Não tive uma viagem de finalistas com um destino comum. Em Praga tivemos também presente a vertente cultural e foi a minha primeira viagem internacional, abrindo-me o apetite para descobrir outros países e culturas. Visitámos museus, saímos à noite, passeamos de barco pelo rio, fomos a um campo de concentração. Durante o dia fazíamos várias atividades culturais, que eram opcionais e à noite divertíamo-nos pelos bares da cidade.

Tirando um ou outro excesso, como estragar uma casa de banho ou um grupo de alunos que esteve desaparecido durante algumas horas, não tivemos grandes problemas. Claro, havia sempre quem abusasse mais no álcool, que se comportasse de forma mais excessiva e que fumasse dentro dos quartos.

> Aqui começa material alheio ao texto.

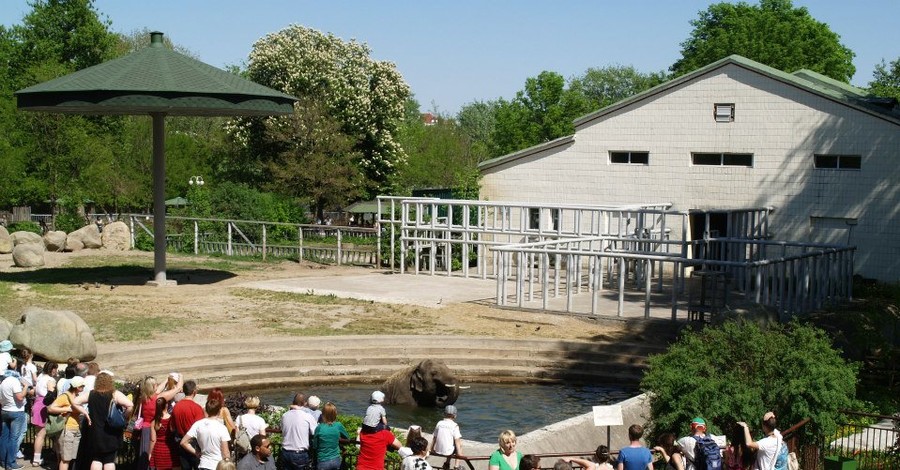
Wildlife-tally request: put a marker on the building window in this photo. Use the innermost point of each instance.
(838, 162)
(723, 112)
(723, 159)
(634, 158)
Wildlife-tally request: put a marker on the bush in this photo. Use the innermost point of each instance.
(739, 371)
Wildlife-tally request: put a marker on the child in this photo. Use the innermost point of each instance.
(419, 447)
(376, 418)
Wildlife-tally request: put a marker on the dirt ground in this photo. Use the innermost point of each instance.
(107, 290)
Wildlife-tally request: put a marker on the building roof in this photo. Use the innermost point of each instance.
(807, 80)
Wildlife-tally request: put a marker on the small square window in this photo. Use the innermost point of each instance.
(724, 112)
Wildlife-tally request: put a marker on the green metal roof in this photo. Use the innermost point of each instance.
(155, 79)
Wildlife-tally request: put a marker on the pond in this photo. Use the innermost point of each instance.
(485, 410)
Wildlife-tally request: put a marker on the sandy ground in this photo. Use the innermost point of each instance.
(211, 301)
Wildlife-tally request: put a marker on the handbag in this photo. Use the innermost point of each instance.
(115, 418)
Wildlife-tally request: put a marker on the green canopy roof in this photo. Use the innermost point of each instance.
(155, 79)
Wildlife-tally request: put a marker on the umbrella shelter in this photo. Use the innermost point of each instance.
(158, 82)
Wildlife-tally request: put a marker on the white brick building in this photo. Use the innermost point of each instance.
(734, 134)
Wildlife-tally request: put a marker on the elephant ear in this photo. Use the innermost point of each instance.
(416, 380)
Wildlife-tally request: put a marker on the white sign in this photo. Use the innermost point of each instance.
(608, 415)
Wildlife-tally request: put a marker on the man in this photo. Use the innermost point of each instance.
(260, 457)
(297, 426)
(635, 456)
(185, 413)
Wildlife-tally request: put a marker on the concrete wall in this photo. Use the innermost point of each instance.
(781, 125)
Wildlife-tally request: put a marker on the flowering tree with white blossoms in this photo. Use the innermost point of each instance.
(365, 96)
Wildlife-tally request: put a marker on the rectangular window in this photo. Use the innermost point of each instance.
(634, 158)
(723, 112)
(723, 159)
(838, 162)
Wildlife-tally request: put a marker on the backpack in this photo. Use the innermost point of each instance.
(707, 455)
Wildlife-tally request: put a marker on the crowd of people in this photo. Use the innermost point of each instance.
(169, 429)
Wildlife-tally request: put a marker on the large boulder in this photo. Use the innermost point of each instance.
(54, 335)
(29, 255)
(85, 237)
(116, 236)
(55, 240)
(5, 241)
(22, 237)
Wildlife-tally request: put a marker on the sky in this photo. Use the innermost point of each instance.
(454, 52)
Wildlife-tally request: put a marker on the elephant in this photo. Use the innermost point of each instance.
(428, 383)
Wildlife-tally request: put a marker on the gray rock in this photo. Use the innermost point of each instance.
(54, 335)
(55, 240)
(116, 236)
(28, 255)
(85, 237)
(22, 237)
(5, 241)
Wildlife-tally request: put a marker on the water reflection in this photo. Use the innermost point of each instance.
(484, 409)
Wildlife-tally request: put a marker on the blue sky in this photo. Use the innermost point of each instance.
(457, 51)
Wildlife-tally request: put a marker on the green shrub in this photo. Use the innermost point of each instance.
(739, 371)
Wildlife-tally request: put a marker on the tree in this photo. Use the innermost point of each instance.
(364, 96)
(886, 81)
(739, 371)
(773, 33)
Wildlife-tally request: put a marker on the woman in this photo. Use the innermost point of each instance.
(44, 384)
(151, 390)
(600, 460)
(253, 423)
(671, 453)
(327, 439)
(105, 439)
(163, 453)
(506, 457)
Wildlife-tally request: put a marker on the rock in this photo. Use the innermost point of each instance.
(85, 237)
(116, 236)
(55, 240)
(28, 255)
(54, 335)
(22, 237)
(5, 241)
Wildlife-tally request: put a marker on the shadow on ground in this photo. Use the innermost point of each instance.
(124, 275)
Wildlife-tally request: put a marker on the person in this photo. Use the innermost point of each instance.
(66, 404)
(150, 391)
(376, 417)
(447, 438)
(373, 446)
(211, 435)
(296, 428)
(767, 448)
(669, 451)
(635, 456)
(105, 440)
(184, 414)
(327, 439)
(506, 457)
(416, 461)
(13, 390)
(252, 422)
(600, 460)
(44, 384)
(163, 450)
(260, 456)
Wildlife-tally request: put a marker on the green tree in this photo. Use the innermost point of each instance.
(886, 81)
(739, 371)
(366, 97)
(773, 33)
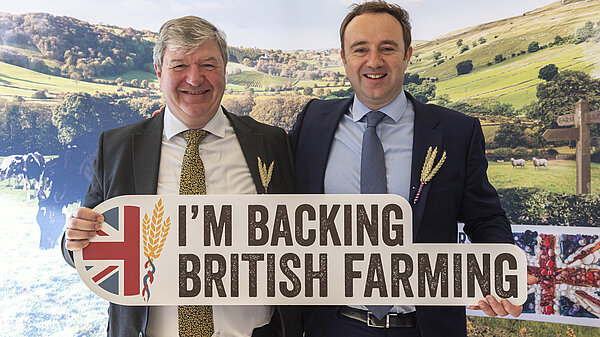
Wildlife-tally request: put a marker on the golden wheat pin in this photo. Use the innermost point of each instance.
(265, 174)
(154, 235)
(429, 170)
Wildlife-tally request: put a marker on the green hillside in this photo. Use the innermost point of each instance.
(24, 82)
(513, 80)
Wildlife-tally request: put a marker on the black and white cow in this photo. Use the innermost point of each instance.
(12, 167)
(33, 169)
(69, 176)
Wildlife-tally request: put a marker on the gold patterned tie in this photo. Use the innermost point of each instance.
(194, 320)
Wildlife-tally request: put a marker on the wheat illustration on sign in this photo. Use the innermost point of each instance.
(265, 174)
(429, 170)
(154, 234)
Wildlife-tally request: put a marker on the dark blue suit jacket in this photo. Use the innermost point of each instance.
(127, 163)
(460, 191)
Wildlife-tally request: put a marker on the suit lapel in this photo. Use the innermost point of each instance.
(425, 136)
(253, 146)
(146, 146)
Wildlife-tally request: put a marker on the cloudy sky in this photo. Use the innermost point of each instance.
(277, 24)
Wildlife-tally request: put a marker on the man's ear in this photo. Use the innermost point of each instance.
(342, 56)
(408, 54)
(158, 74)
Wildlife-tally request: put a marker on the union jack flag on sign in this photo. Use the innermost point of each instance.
(113, 261)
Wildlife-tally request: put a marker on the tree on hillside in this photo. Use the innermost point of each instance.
(240, 105)
(423, 93)
(82, 117)
(280, 110)
(464, 67)
(412, 78)
(27, 128)
(494, 107)
(548, 72)
(533, 47)
(510, 135)
(558, 97)
(584, 33)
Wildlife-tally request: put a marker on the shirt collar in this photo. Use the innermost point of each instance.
(216, 126)
(395, 110)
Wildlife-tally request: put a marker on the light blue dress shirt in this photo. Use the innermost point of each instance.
(342, 174)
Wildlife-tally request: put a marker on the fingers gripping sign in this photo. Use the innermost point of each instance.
(82, 225)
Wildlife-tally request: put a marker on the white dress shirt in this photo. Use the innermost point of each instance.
(226, 173)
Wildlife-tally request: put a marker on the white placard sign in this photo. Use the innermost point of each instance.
(286, 249)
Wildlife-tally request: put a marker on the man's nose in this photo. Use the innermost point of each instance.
(194, 76)
(374, 59)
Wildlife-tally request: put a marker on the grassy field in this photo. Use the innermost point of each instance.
(24, 82)
(513, 80)
(257, 80)
(140, 75)
(558, 177)
(495, 327)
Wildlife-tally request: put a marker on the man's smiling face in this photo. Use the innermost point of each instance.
(193, 83)
(375, 58)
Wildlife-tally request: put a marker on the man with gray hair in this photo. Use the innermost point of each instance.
(193, 146)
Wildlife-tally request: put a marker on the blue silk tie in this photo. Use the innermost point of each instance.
(372, 161)
(372, 176)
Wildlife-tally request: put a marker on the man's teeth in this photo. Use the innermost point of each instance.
(195, 92)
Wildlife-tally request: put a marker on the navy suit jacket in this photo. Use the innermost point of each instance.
(460, 191)
(127, 163)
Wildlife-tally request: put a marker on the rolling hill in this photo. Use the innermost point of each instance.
(513, 80)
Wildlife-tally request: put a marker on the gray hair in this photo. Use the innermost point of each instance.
(185, 35)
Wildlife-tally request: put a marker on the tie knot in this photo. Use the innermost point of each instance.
(194, 136)
(374, 117)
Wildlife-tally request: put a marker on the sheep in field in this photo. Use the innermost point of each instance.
(517, 162)
(538, 163)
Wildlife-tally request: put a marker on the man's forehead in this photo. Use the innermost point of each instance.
(200, 52)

Talvez por ter sido um dos meus primeiros contactos com aquela realidade, fez-me alguma impressão ver alunos alcoolizados, a cometerem alguns excessos e com comportamentos menos normais. No geral, todos se divertiam sem passar os limites.

Em muitos casos, a viagem de finalistas é sinónimo de estar longe dos pais pela primeira vez, num país diferente e com os amigos, com tendência para um tipo de exagero que normalmente não teriam noutras circunstâncias.”